MPs have been called by ministers in the last couple of days to tell them their constituencies have been chosen, even before the policy is officially announced, such is the rush to get some of them ready for a photo opportunity at party conference in under a fortnight.
Ms Truss wants to appear, shovel in hand, perhaps standing next to West Midlands Mayor Andy Street in one of these newly announced zones, making clear what she stands for.
Tees Valley Mayor Ben Houchen, long a Tory favourite in the Johnson era, vociferously backed Mr Sunak, so may be less prominent a recipient of government largess and favours this year.
Already 40 councils have been approached to be involved, and most likely to say yes.
Just don’t mention that from 2010 to 2015, David Cameron’s coalition government – of which Ms Truss was a member – also set up “enterprise zones”, though they died a death years later to little acclaim or apparent enduring benefit.
If Michael Gove did it, expect it to be undone
Boris Johnson’s “levelling up” slogan may survive, but what it means in practice has already changed.
All over Whitehall, Johnson and Gove era plans are being junked, nowhere more actively than in the Department for Levelling Up where the more dirigiste philosophy of interventionism, through raising living standards and boosting public services, is being replaced by an approach centred around deregulation.
Some now suggest Mr Gove’s plans – worked on up until his sacking as levelling up secretary in July – look like “socialism” in comparison to the new Truss team approach.
The Johnson era Levelling Up And Regeneration Bill before Parliament – a smorgasbord of measures to track improvements in local communities and improve local democracy – is on course to be gutted.
Areas like Oxford and Cambridge – which Mr Gove felt could attract private investment without government help – may even now become investment zones.
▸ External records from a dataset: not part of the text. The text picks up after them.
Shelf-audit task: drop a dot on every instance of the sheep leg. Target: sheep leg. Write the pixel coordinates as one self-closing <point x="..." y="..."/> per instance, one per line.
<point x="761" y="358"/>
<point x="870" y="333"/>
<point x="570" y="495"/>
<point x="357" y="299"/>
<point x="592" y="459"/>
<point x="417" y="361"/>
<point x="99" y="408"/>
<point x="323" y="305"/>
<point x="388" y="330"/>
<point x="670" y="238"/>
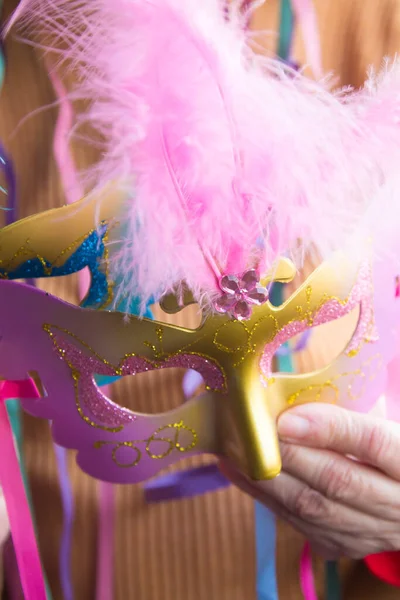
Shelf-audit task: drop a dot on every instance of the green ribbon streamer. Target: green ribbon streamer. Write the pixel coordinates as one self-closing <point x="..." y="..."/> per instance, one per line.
<point x="285" y="31"/>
The Blue Wall could benefit.
Other Gove pet projects down the ages could also be disbanded. Grammar schools – which he kept a lid on as education secretary – are now set to increase.
The strong affinity with the US government, which he has always advocated, is now under strain. His approach to post-Brexit green issues from his time as environment secretary could be undone.
Nothing he touched is particularly safe.
In conclusion…
Will it work? That depends on three groups – voters, Tory MPs and the markets.
The first haven’t had a chance to digest the change.
The second are not yet in full hue and cry.
“The feeling is not mutinous,” said one Sunak supporter. “We think we’re signing away our economic credibility and will lose, but can’t be bothered to fight it at this stage.”
The third audience – the financial markets – may be the most immediately tricky.
Today it emerged the cost of government borrowing rose to the highest level for August since monthly records began in 1997 as inflation pushed up interest payments on public debt.
Could the most ideological, free market government in a generation fall foul of investors because of the scale of borrowing they embark on?